La gestión de los nuevos profesionales: El "Siete Mágico" de los "millennials"

La gestión de los nuevos profesionales: El "Siete Mágico" de los "millennials" La gestión de los nuevos profesionales: El "Siete Mágico" de los "millennials"

Uno de los puntos de mayor complejidad en la gestión de los nuevos profesionales reside en el hecho de que la mayoría de los gerentes o directivos pertenecen a la Generación Baby Boomer o a la Generación X, cuyos valores, principios y estilo de gestión tienen que ver más con modelos tradicionales de trabajo que con entornos de gestión y valores que demanda la generación Y –y que demandará la generación Z– (generaciones que supondrán el 50% de la mano de obra en 2020 y que buscan entornos laborales abiertos más conectados, colaborativos, móviles, transparentes, planos y empowered). Así, muchas compañías y sus procedimientos no están en sintonía con lo que los nuevos profesionales demandan, necesitan y sienten. Los nuevos trabajadores se han criado en la sociedad de la abundancia, han vivido en la época del exceso, de la democracia social y familiar, del "más de todo y bueno", del consumo generoso, de la elección amplia, de las numerosas oportunidades… Y, en estos momentos, los profesionales que llegan a las organizaciones son parte de esta nueva generación, "bien alimentada y digitalizada", que no tiene la angustia por prosperar que tenían sus predecesores, porque ya poseen muchas de las cosas que la empresa puede ofrecerles. Casi todos ellos, más que la propiedad de un coche o unas vacaciones, lo que están buscando es el acceso, la interacción, la colaboración, la diversión y, sobre todo, la experiencia laboral.

 

CAMBIOS EN LA CONCEPCIÓN DEL TRABAJO En nuestros días, los pilares del ahorro y el trabajo se están derrumbando. Lo que la gente quiere es comprar y divertirse. El placer y el ocio son los pilares de la nueva realidad, en la que se espera una gratificación inmediata. Las personas trabajan para enriquecerse, para divertirse, para conocer gente nueva, para viajar y visitar lugares nuevos, para realizarse, para tener experiencias vitales únicas.Ya no se trabaja porque se deba ni porque uno se sienta moralmente obligado a hacerlo.

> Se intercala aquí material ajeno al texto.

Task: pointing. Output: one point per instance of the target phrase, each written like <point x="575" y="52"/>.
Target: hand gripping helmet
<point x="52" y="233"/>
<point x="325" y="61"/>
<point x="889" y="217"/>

El trabajo ya no se considera algo bueno en sí mismo, y la motivación no se da por sentada. Se ha pasado del "debo" al "quiero", de la obligación a la elección. Las empresas son más bien objetos fungibles y desechables, no espacios controladores de voluntades en los que pasar toda la vida. Podríamos casi decir que, hoy, son los trabajadores quienes contratan a las empresas, y no al contrario: el mercado, más que de los propietarios de las empresas, comienza a ser de los "vended...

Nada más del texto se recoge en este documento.